Currently I’m helping colleagues to read open data in Azure Data Fabric. Here are some of my experiences with it.

I don’t want to do an extensive description of what Data Fabric is. In short, if you have an organisational Azure account, you can enable Data Fabric. You can then create Fabric workspaces and within workspaces you can create lakehouses for storage, pipelines and notebooks for automation. Lakehouses are like data lakes that act a bit like data warehouses with schemas, tables etc.. So you can store unstructured data in them as files, but also have tables you can read with SQL.

Notebooks are quite nice

You can automate stuff by calling notebooks with Python. And the nice thing about that, is that you can add text formatted with Markdown. So you can add nicely formatted documentation about what steps in your notebook are doing.

So it’s code, but it’s also documentation.

Lakehouses need time to start

One of the features data lakehouses bring, is the separation of compute and storage. Storage is cheap and it can stay online. But compute (CPU, GPU) is expensive and you want to not be billed for those longer than necessary. So compute clusters are automatically deactivated after a while.

That’s great, but when you connect again, they take time to start up. If you create many different lakehouses for different purposes in your Fabric workspace, and if you have pipelines that access many of them, each one of them needs to startup. And this can take minutes.

So better go with one big lakehouse with many schemas for different purposes, I think. Though I’ve also been working with several notebooks on the same lakehouse and then I got a message I could only connect with one notebook to a lakehouse at the time.
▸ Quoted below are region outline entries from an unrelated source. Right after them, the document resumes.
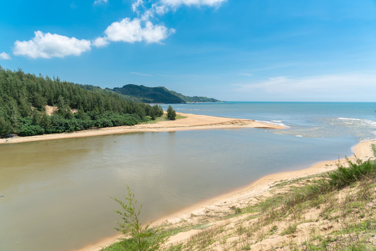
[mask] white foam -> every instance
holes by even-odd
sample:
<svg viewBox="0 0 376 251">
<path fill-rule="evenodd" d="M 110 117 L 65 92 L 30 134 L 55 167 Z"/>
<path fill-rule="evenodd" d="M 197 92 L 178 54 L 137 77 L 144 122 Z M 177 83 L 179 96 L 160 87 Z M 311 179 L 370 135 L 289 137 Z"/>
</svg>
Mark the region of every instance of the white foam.
<svg viewBox="0 0 376 251">
<path fill-rule="evenodd" d="M 341 120 L 351 120 L 351 121 L 360 121 L 361 119 L 354 119 L 354 118 L 337 118 L 338 119 Z"/>
<path fill-rule="evenodd" d="M 263 123 L 270 123 L 270 124 L 272 124 L 272 125 L 278 125 L 278 126 L 283 126 L 286 128 L 290 128 L 290 126 L 286 126 L 285 125 L 284 123 L 281 123 L 281 122 L 277 122 L 277 121 L 258 121 L 258 120 L 256 120 L 255 121 L 257 121 L 257 122 L 263 122 Z"/>
</svg>

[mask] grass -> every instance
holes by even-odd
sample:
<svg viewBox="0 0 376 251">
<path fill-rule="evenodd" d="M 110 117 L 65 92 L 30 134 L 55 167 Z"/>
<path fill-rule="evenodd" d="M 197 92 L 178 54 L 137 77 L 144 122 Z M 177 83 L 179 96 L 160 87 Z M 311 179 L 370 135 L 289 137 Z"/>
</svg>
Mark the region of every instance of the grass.
<svg viewBox="0 0 376 251">
<path fill-rule="evenodd" d="M 272 238 L 274 249 L 376 251 L 376 240 L 370 241 L 376 236 L 376 162 L 347 159 L 345 164 L 274 184 L 269 197 L 230 207 L 208 222 L 165 226 L 169 236 L 190 229 L 198 233 L 160 250 L 266 250 L 264 241 Z M 299 240 L 305 228 L 305 240 Z M 106 250 L 124 250 L 111 248 Z"/>
</svg>

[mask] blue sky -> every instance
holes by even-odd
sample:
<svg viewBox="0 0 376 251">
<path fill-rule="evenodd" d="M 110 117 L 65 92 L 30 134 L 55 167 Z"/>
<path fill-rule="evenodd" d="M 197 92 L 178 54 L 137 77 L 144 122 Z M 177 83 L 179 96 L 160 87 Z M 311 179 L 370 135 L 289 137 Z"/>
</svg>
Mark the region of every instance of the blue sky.
<svg viewBox="0 0 376 251">
<path fill-rule="evenodd" d="M 234 101 L 376 101 L 376 1 L 13 0 L 0 66 Z"/>
</svg>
Where are my files in a lakehouse?

When you’re not familiar with lakehouses yet, and you created files to be stored in the lakehouse, you sometimes wonder: where are they?
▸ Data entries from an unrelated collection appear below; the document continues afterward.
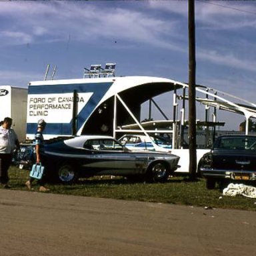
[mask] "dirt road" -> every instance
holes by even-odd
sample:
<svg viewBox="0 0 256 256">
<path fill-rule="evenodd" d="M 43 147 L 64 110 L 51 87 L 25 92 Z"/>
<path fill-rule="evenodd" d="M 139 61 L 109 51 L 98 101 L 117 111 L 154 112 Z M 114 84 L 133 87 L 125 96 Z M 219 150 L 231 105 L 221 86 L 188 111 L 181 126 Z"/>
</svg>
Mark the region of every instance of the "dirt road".
<svg viewBox="0 0 256 256">
<path fill-rule="evenodd" d="M 256 213 L 0 190 L 0 256 L 251 255 Z"/>
</svg>

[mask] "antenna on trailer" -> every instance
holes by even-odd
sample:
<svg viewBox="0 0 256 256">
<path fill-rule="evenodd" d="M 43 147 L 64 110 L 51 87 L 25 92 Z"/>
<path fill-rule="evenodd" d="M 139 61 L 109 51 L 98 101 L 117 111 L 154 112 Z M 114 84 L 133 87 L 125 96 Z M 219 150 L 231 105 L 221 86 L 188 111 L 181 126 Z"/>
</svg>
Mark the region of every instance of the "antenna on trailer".
<svg viewBox="0 0 256 256">
<path fill-rule="evenodd" d="M 49 69 L 50 69 L 50 64 L 47 64 L 47 66 L 46 67 L 46 71 L 45 71 L 45 74 L 44 80 L 47 80 L 47 75 L 48 75 L 48 73 L 49 73 Z M 54 69 L 53 69 L 53 73 L 51 74 L 51 80 L 53 80 L 54 75 L 55 75 L 56 69 L 57 69 L 57 65 L 55 65 L 54 67 Z"/>
<path fill-rule="evenodd" d="M 47 66 L 46 67 L 45 74 L 45 78 L 43 80 L 47 80 L 49 68 L 50 68 L 50 64 L 47 64 Z"/>
<path fill-rule="evenodd" d="M 55 65 L 53 69 L 53 73 L 51 74 L 51 80 L 53 80 L 54 75 L 55 75 L 56 69 L 57 69 L 57 65 Z"/>
</svg>

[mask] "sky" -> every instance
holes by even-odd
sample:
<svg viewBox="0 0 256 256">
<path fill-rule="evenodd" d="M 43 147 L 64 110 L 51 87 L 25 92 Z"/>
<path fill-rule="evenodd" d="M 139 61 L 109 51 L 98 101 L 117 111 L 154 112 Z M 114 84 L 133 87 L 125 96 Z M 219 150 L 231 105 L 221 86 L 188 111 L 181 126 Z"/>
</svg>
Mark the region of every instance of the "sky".
<svg viewBox="0 0 256 256">
<path fill-rule="evenodd" d="M 82 78 L 85 67 L 106 63 L 117 63 L 117 76 L 187 82 L 187 5 L 171 0 L 0 1 L 0 85 L 27 87 L 43 79 L 47 64 L 49 76 L 57 66 L 58 79 Z M 196 83 L 256 103 L 256 1 L 198 0 L 195 14 Z M 155 99 L 171 118 L 170 93 Z M 244 120 L 226 112 L 219 117 L 225 129 L 237 130 Z"/>
</svg>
Know that the lakehouse explorer has two modes, and the default one (I think) is SQL analytics endpoint. There you won’t see any files. Switch to Lakehouse view and you’ll see the file side of things.

Fabric has Data Factory, but with less debug

I’m not exactly a fan of low-code solutions. I’ve been working with some. Debug seems always to be lacking for one thing. In Azure Data Factory does have debug features actually. But the variant of Data Factory in Data Fabric doesn’t have those debug features. So when you don’t understand what data is going through the pipeline, your only hope is writing the in between data in files or tables.

For example, I have this Lookup action that reads a table with dataset names. And in the Copy data1_copy1 action it is supposed to do an Odata call and store the results that come back. The Lookup1 action does have a preview data option. But there’s no clear way what the pipeline is doing in subsequent actions, what data went through the pipeline. So I’m still quite in the dark why this pipeline is writing the results of each Odata call to all the lakehouse files.

You can also use a Get Metadata action in between. But chances are that if you wanted to use Get Metadata to investigate a failing action that comes after, Get Metadata is now the failing action.

Meanwhile, notebooks do have all the logging and debugging data you’d could want. So if it is up to me, I wouldn’t go with Data Factory pipelines.

Where are my connections?

In Data Factory I find pipelines within pipelines within pipelines already hard to maintain. But then there are connections. Once you have created a connection (to an Odata source or another workspace or pipeline) it is really difficult to find it back.

Someone asked questions about how to find a connection when you have a connection ID and Microsoft answer basically was “Oh, that’s a good idea. We should build an interface for that some day”.